# 4 Tips for Choosing Woodworking Hand Tools



## WoodworkingTalk (Dec 8, 2015)

> Being a woodworker, whether as a professional or a weekend hobbyist, makes you an important part of a rich, long-lasting tradition of art and culture. Since the dawn of time, wood has been used to create shelter, boats, farming implements, household items and art.
> 
> As civilizations around the world advanced, existing tools were improved and new tools were invented to cut and shape wood. Most of the woodworking hand tools in use today have changed little since ancient times. Fortunately, the art of using hand tools is making a comeback. A growing number of novice and skilled woodworkers are “getting back to basics”.
> 
> Whether you’re just starting out or expanding your woodworking skills, it’s important to choose several basic, yet versatile hand tools.
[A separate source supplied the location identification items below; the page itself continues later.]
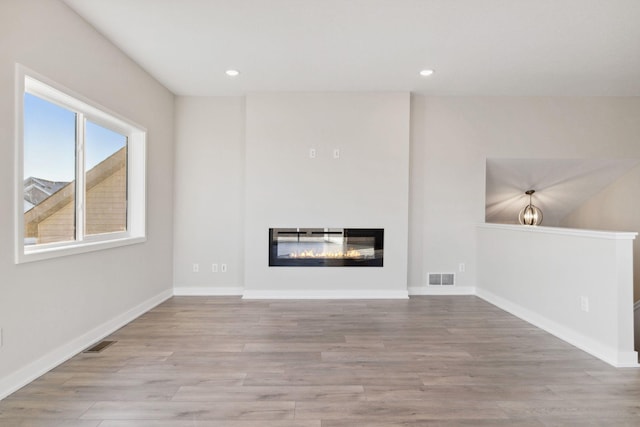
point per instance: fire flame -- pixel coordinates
(350, 253)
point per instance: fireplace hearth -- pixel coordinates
(326, 247)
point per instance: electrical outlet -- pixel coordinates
(584, 304)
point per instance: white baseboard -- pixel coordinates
(324, 294)
(442, 290)
(208, 291)
(601, 351)
(35, 369)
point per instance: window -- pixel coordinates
(80, 174)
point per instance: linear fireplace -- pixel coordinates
(326, 247)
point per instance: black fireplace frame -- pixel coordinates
(376, 261)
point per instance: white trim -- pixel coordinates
(595, 348)
(208, 291)
(442, 290)
(324, 294)
(35, 369)
(28, 81)
(613, 235)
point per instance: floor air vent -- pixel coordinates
(442, 279)
(99, 347)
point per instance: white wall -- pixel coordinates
(614, 208)
(48, 309)
(451, 139)
(366, 187)
(540, 274)
(209, 195)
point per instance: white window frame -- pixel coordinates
(28, 81)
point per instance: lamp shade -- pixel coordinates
(530, 214)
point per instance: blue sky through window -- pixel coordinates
(49, 141)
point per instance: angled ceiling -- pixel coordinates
(488, 47)
(561, 185)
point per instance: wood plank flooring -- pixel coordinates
(427, 361)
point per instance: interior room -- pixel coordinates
(318, 209)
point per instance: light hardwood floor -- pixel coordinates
(427, 361)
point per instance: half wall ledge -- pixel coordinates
(575, 284)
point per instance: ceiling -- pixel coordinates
(488, 47)
(561, 185)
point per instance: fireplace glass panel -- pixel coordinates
(326, 247)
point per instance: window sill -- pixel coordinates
(38, 254)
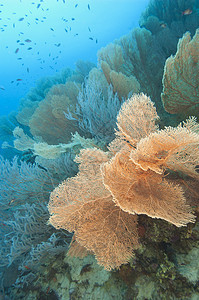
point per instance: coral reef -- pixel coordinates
(122, 175)
(132, 178)
(180, 80)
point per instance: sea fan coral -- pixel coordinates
(82, 204)
(100, 204)
(180, 93)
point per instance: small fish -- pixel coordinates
(163, 25)
(27, 267)
(187, 12)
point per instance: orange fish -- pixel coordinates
(187, 12)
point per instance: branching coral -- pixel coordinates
(135, 183)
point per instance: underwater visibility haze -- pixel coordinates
(99, 157)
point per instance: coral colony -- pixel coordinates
(102, 197)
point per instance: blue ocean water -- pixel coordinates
(60, 33)
(99, 148)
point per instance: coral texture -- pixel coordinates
(100, 204)
(181, 80)
(82, 204)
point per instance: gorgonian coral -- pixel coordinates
(100, 203)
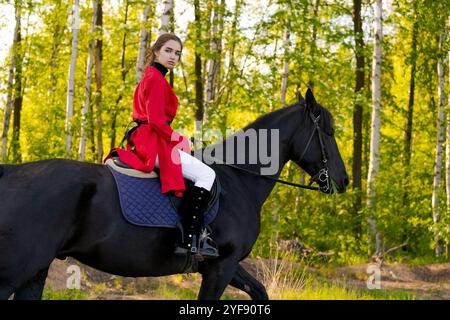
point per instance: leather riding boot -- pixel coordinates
(193, 237)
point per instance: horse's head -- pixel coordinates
(313, 146)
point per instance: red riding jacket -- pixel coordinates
(154, 101)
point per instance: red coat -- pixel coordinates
(155, 101)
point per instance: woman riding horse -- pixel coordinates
(153, 143)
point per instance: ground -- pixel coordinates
(430, 281)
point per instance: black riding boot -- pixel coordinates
(194, 238)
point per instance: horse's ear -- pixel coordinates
(300, 98)
(310, 100)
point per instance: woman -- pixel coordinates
(154, 144)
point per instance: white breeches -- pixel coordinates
(195, 170)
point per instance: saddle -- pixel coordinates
(120, 170)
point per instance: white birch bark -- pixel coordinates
(438, 152)
(71, 81)
(87, 88)
(10, 86)
(447, 164)
(284, 80)
(143, 38)
(374, 161)
(213, 62)
(165, 17)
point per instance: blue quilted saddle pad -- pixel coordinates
(143, 204)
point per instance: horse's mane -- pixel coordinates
(326, 121)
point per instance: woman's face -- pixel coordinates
(169, 54)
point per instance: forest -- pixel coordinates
(68, 71)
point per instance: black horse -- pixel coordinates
(58, 208)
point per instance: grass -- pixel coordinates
(283, 276)
(68, 294)
(286, 279)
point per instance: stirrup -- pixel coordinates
(206, 246)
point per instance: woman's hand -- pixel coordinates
(183, 142)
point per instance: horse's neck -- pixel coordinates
(258, 186)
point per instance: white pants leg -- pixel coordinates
(195, 170)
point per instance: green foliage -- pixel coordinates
(321, 53)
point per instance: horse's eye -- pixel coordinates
(329, 132)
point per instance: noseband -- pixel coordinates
(322, 176)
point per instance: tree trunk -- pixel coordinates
(438, 154)
(232, 71)
(17, 103)
(213, 62)
(358, 114)
(172, 30)
(123, 72)
(14, 57)
(71, 81)
(284, 81)
(409, 123)
(98, 79)
(143, 38)
(198, 75)
(447, 163)
(313, 55)
(374, 163)
(87, 88)
(165, 17)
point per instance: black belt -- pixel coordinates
(128, 133)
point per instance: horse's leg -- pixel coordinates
(33, 288)
(216, 275)
(247, 283)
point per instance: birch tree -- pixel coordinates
(213, 63)
(87, 87)
(447, 152)
(18, 99)
(358, 109)
(374, 162)
(199, 111)
(14, 56)
(98, 77)
(71, 80)
(438, 152)
(165, 17)
(284, 81)
(145, 34)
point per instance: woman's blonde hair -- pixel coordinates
(162, 39)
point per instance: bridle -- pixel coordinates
(321, 177)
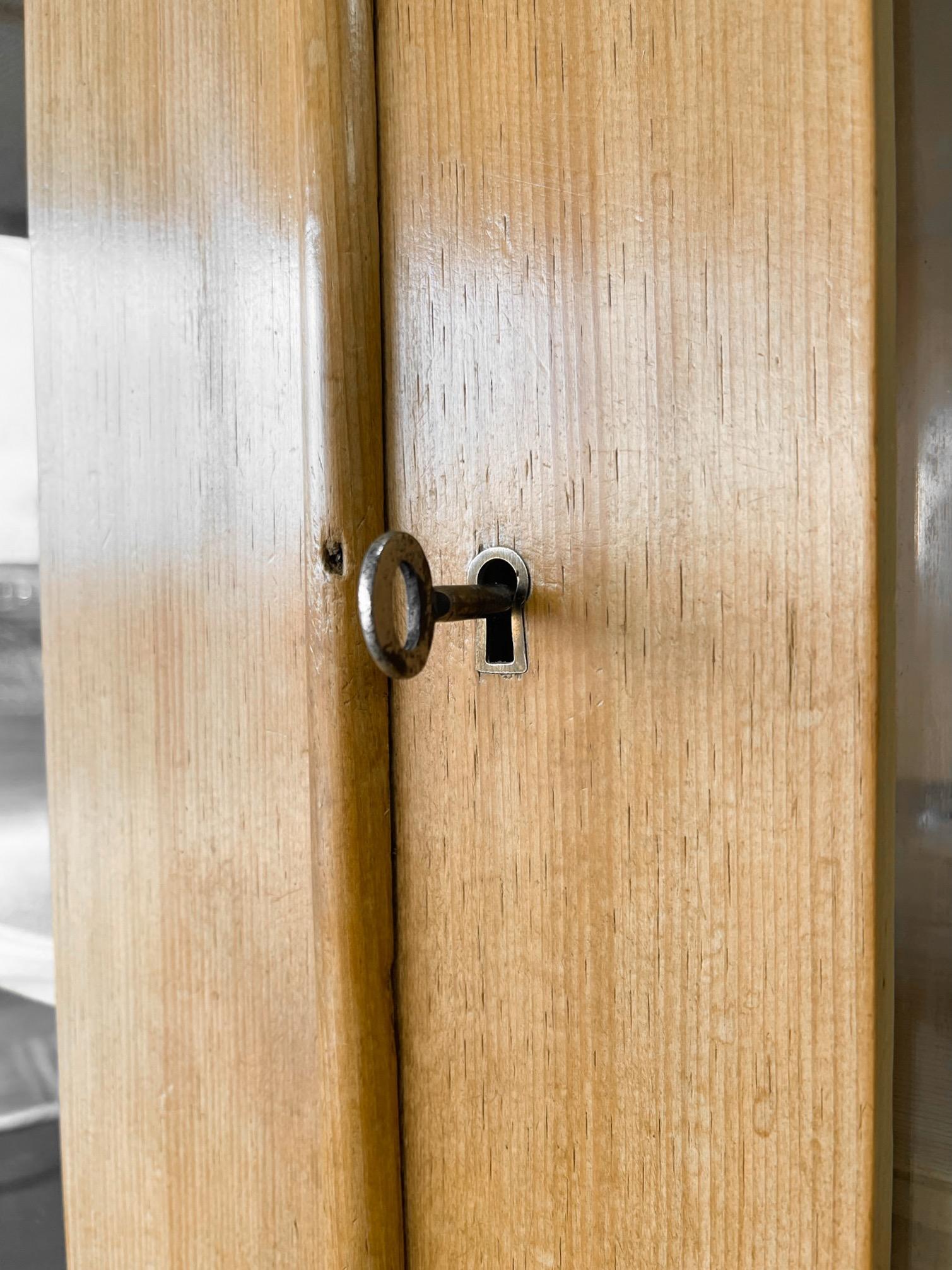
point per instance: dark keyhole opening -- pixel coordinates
(499, 626)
While few skilled woodworkers will agree on the exact same wish list, we’ve come up with a good sampling of must-haves.


*
Read More*:
http://www.woodworkingtalk.com/articles/4-tips-for-choosing-woodworking-hand-tools/


----------



## Diana Puspitasari (Nov 26, 2016)

Thanks for the tips


----------



## Larry42 (Jan 10, 2014)

I love my hand tools. You left off cabinet scrapers. Faster than sand paper. Anyone can make a good scrub plane, highly efficient at removing twist from a plank quickly. I turned my mallet from Osage many years ago. The round form lets you know if you hit on center and you don't have to even look at it while driving a chisel. An old cast iron plane can be made into a good one by tuning it. Most new ones have the sole finished on a belt sander producing dips at the throat. Old ones aren't necessarily better but the iron has had a chance to stabilize. A traditional bench with two vices and dogs makes work much easier.


----------